The HotStart model is appropriate for attacks in which the system can or must respond transparently to the user. Suppose an attacker introduces a corrupt binary executable at a particular site and uses that executable to launch an availability, trust, or integrity attack. The attack can be handled with a HotStart model if two conditions hold. First, the attack must be detected early enough that damage is confined to the executable. Second, a hot standby of the executable—an uncorrupted standby, preferably at a different location—must be available to take over. The hot standby effects a recovery transparent to the user, even though the system is in a degraded state. It is still necessary to identify the path by which the adversary introduced the corrupt binary, disable that path, and restore the proper binary from a back-up store.

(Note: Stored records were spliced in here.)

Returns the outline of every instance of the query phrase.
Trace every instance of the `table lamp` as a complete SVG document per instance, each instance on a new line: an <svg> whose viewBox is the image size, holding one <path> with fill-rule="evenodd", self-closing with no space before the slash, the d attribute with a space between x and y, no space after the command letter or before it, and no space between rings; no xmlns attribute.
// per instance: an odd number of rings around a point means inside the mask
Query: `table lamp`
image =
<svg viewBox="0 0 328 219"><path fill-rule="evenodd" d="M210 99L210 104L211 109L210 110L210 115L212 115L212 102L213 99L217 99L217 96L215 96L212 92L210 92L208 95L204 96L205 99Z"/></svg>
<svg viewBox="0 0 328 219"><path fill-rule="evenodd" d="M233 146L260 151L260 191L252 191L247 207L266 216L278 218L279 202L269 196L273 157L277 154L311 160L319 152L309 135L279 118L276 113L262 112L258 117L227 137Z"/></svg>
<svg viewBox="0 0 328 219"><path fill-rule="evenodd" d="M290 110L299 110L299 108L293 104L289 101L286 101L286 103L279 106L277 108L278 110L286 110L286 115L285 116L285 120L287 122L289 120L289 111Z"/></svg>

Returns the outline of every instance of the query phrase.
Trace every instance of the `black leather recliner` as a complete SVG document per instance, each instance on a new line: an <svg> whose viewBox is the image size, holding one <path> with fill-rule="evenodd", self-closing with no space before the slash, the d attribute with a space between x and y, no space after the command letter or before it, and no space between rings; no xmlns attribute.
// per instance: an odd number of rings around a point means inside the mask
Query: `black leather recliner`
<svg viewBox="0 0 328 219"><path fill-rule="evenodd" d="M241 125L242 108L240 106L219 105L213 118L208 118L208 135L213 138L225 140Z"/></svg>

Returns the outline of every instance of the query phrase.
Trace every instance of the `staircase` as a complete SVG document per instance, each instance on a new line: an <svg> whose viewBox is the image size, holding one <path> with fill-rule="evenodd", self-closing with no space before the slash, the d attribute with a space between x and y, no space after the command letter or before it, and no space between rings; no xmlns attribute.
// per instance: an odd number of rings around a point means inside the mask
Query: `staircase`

The defender must respond in a way that limits damage, maintains system availability, and allows recovery of full operating capabilities.

Sometimes it is not possible to hide the effects of an attack from the users, and in these cases a WarmStart model is desirable. Damage can be confined such that key services are available, trustworthy, and reliable. Nonetheless, the users are aware of the attack because the system is visibly degraded. The exact level of service depends on the extent of the attack. Some functionality may be missing, untrustworthy, and/or based on incorrect information. Key mechanisms for managing WarmStarts are checkpoints for quick recovery and audit trails for intercepting the attacker.

A WarmStart response to an availability attack results in nontransparent but automated recovery from confined damage. A WarmStart response to a trust attack means that some system operations—but not others—can be trusted while the response to the attack is under way. A WarmStart response to an integrity attack means that some system functionality—but not all—is enabled.

The ColdStart model is appropriate for the most severe attacks. The chief difference from the WarmStart model is that the attacker succeeds in halting the delivery of system services. The goal of the ColdStart recovery is to bring the system back up as quickly as possible to a usable, trustworthy, and consistent state. Policies and algorithms are required to support efficient ColdStarts. Compensation for unrecoverable components—for example, leaked information—is also crucial.

Our focus responds to the need to defend against subtle corruption of information.

Recovery methods. In this section, we list several methods that could be used to deal with some aspect of recovery. Each of these methods can be investigated in relation to the three recovery models: HotStart, WarmStart, and ColdStart.

Redundancy: The most fundamental technique for recovery is redundancy. This means that either an information element is stored redundantly somewhere in the system or it can be reconstructed from some other elements stored in the system. Such redundancy might take the form of backups at geographically distributed locations, alternative algorithms, compensation methods for unrecoverable objects, and audit trails for tracking system access and usage.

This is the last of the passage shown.